Kitap hakkında bir söylenti var. Buna göre, o yıllara yani 1980’li yılların başına bakarsanız, kitabın geçtiği çevre olan Blackeberg’de aynı isimli insanları görebilirsiniz diye. Bu kesinlikle doğru. Sadece soyadlarını değiştirdim. O karakterler vardı zaten. Kitapla filmi karşılaştırınca, filmin ekonomik olması gerçeğinin yanında, kitap daha detaylı ve zengin kuşkusuz. Karakterler, Morgan, Lacke, Oskar’ın yaşadığı yer, okul hala aynı. Oraya buraya binalar yaptılar ama merkezi değişmedi bölgenin. Filmin geneli Blackeberg’de değil kuzeyde çekildi ancak genel olarak aynı dönemde yapılan bir bölge olduğundan, sonuçtan memnunum. Eli’nin Victoria’ya saldırdığı gibi bazı sahneler ise Blackeberg’de çekildi.
Håkan’ın geçmişi ve neler yaşadığı ile ilgili kısımlar kitabın ilk versiyonunda vardı. Daha sonra çıkarıldı. Filmin sonunda Oskar çok fazla yeni Håkan’mış gibi gösterildi.
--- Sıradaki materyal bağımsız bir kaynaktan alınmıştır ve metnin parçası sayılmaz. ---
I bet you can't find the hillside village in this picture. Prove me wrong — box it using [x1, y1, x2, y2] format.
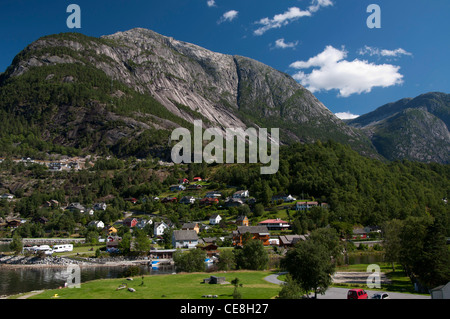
[0, 158, 370, 262]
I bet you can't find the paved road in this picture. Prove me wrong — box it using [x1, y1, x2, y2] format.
[317, 288, 431, 299]
[264, 273, 431, 299]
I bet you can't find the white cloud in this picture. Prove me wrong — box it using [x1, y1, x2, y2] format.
[218, 10, 239, 23]
[275, 39, 298, 49]
[290, 46, 403, 97]
[335, 112, 359, 120]
[308, 0, 333, 12]
[254, 0, 333, 35]
[254, 7, 311, 35]
[358, 45, 412, 58]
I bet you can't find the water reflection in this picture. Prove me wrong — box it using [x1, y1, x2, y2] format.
[0, 265, 175, 295]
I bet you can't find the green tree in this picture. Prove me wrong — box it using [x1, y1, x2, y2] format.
[280, 240, 335, 297]
[118, 233, 133, 255]
[278, 274, 307, 299]
[383, 219, 403, 271]
[217, 249, 236, 271]
[235, 239, 269, 270]
[134, 230, 151, 253]
[9, 234, 23, 255]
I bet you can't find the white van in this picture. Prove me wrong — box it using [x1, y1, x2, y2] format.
[53, 244, 73, 253]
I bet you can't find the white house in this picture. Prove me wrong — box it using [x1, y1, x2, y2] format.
[295, 202, 319, 211]
[94, 203, 107, 210]
[88, 220, 105, 229]
[172, 230, 198, 249]
[180, 196, 195, 204]
[136, 218, 153, 229]
[209, 214, 222, 225]
[431, 282, 450, 299]
[272, 195, 297, 203]
[153, 222, 169, 236]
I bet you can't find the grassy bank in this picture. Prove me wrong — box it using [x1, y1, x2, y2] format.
[30, 271, 281, 299]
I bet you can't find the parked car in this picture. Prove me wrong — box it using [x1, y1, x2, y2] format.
[347, 289, 369, 299]
[371, 292, 389, 299]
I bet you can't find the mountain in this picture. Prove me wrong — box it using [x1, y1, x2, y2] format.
[0, 28, 378, 157]
[348, 92, 450, 164]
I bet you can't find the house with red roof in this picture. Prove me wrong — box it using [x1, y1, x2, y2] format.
[258, 218, 291, 230]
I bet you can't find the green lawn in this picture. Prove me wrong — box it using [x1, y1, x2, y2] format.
[30, 271, 281, 299]
[333, 263, 424, 293]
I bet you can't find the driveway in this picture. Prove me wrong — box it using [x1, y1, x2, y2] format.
[264, 272, 431, 299]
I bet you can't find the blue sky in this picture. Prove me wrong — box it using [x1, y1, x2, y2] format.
[0, 0, 450, 115]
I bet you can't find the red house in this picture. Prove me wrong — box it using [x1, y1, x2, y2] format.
[125, 198, 138, 204]
[161, 197, 178, 203]
[123, 217, 137, 228]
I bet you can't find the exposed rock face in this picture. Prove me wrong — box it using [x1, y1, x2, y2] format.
[349, 92, 450, 164]
[1, 29, 376, 155]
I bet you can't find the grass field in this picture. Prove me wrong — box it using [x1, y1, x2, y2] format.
[30, 271, 281, 299]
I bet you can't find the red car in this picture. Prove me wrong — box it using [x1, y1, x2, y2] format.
[347, 289, 369, 299]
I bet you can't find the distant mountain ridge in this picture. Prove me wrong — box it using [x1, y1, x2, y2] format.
[347, 92, 450, 164]
[0, 28, 378, 157]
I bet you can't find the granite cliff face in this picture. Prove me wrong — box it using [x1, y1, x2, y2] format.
[0, 29, 376, 156]
[349, 92, 450, 164]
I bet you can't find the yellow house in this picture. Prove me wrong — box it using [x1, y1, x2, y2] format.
[105, 226, 117, 235]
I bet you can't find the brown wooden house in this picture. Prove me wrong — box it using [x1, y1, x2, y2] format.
[233, 226, 270, 246]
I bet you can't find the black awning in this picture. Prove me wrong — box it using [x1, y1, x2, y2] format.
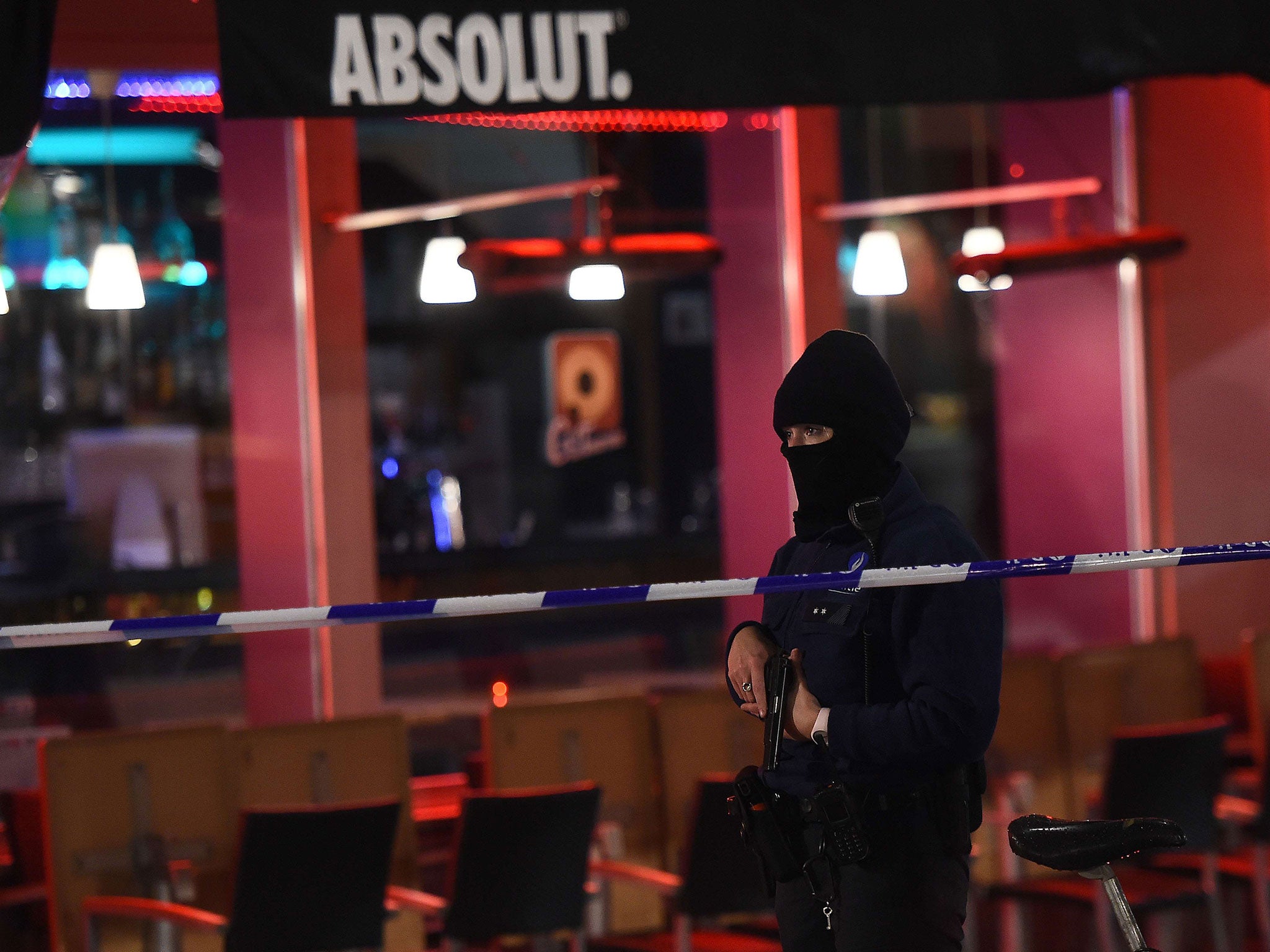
[0, 0, 57, 156]
[217, 0, 1270, 117]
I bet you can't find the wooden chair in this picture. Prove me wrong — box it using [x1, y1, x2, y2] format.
[0, 790, 48, 950]
[653, 688, 763, 872]
[390, 783, 600, 950]
[1243, 630, 1270, 793]
[1120, 637, 1207, 726]
[228, 715, 423, 952]
[592, 773, 779, 952]
[82, 798, 402, 952]
[1059, 638, 1206, 818]
[41, 728, 235, 952]
[485, 690, 665, 932]
[990, 717, 1228, 952]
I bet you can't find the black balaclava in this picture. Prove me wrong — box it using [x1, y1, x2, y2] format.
[772, 330, 912, 539]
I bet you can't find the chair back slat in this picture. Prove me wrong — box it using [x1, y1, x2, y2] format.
[678, 773, 772, 917]
[1103, 716, 1229, 850]
[224, 798, 401, 952]
[445, 783, 600, 943]
[654, 688, 763, 872]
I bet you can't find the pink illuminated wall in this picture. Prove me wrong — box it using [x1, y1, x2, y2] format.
[1138, 77, 1270, 653]
[993, 97, 1130, 647]
[706, 112, 793, 630]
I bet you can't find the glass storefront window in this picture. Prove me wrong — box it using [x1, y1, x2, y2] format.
[0, 74, 241, 728]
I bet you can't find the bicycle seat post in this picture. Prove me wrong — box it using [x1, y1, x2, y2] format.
[1081, 863, 1152, 952]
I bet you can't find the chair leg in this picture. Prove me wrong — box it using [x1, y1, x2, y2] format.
[1204, 853, 1231, 952]
[1093, 883, 1112, 952]
[961, 881, 979, 952]
[1252, 843, 1270, 952]
[670, 913, 692, 952]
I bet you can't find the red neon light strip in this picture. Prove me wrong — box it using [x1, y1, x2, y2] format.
[128, 93, 223, 113]
[411, 109, 728, 132]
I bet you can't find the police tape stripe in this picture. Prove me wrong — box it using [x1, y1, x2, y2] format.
[0, 542, 1270, 649]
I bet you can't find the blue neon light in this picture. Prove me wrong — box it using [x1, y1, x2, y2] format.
[428, 470, 455, 552]
[27, 126, 202, 165]
[41, 258, 87, 291]
[177, 262, 207, 288]
[45, 73, 221, 99]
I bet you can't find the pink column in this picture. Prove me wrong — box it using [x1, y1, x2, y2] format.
[1138, 76, 1270, 653]
[221, 120, 380, 723]
[993, 97, 1130, 647]
[706, 109, 842, 628]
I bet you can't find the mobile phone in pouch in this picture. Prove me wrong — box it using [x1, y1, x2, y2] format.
[763, 651, 793, 770]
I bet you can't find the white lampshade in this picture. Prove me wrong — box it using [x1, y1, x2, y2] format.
[961, 224, 1006, 258]
[86, 242, 146, 311]
[569, 264, 626, 301]
[419, 235, 476, 305]
[851, 229, 908, 297]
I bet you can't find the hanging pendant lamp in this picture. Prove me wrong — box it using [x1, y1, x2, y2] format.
[84, 77, 146, 311]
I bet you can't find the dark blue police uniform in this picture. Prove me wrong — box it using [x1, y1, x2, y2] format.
[729, 467, 1002, 952]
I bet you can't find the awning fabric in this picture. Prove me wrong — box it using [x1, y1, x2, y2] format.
[217, 0, 1270, 117]
[0, 0, 57, 205]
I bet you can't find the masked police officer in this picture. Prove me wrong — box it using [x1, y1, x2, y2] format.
[728, 330, 1002, 952]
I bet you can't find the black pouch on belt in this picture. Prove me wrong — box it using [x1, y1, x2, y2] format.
[926, 760, 987, 853]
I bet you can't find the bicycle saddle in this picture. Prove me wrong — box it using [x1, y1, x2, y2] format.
[1010, 814, 1186, 872]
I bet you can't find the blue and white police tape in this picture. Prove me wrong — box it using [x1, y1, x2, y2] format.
[0, 542, 1270, 649]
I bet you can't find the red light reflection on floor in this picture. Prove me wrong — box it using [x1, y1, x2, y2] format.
[411, 109, 728, 132]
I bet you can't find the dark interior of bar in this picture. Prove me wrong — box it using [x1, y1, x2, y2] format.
[7, 0, 1270, 952]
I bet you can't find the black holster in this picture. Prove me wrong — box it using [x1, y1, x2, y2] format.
[728, 767, 808, 895]
[925, 760, 988, 853]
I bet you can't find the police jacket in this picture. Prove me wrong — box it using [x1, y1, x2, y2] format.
[728, 467, 1003, 797]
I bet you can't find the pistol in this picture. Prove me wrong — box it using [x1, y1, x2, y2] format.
[763, 651, 793, 770]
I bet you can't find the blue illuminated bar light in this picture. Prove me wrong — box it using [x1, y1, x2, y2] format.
[27, 126, 202, 165]
[45, 73, 221, 99]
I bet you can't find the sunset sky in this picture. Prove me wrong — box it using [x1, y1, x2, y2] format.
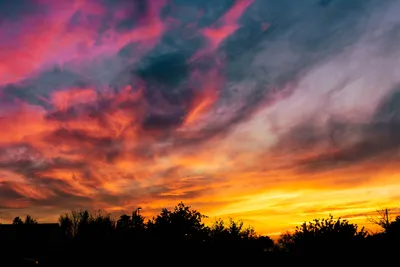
[0, 0, 400, 235]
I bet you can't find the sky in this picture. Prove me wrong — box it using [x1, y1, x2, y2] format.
[0, 0, 400, 235]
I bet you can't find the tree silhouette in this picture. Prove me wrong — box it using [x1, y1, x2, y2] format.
[279, 215, 368, 255]
[24, 215, 37, 224]
[13, 217, 24, 225]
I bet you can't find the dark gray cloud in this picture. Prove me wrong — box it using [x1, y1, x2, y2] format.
[285, 90, 400, 171]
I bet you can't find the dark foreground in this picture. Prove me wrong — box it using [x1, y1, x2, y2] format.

Film genel olarak çok iyi ama bu benim SON’um değil. Eli aslında Oskar’ı kullanıyor mu, yoksa samimi mi bu da belli değil. Bu iyi bir durum. Kitabın sonunda bunu açık bırakmak daha çok hoşuma gitti.Bu okuyucuya bağlı bir son.
Kitapta Håkan önemli bir karakterken, filmde bir yan karakter. Filmde ayrıca çıkarılmış bir sahne var. Oskar’ın annesi, ona hikaye anlatacakken, hiç hikaye bilmediğini fark ediyor. Tam şarkı söyleyecekken, aradan geçen bir anda Oskar arkasını dönüyor. Daha sonra filmden bu çıkarıldı. (Editör Notu: Filmde Oskar ile annesinin iletişim eksikliği, sinemanın elverdiği ölçüde gösteriliyor.)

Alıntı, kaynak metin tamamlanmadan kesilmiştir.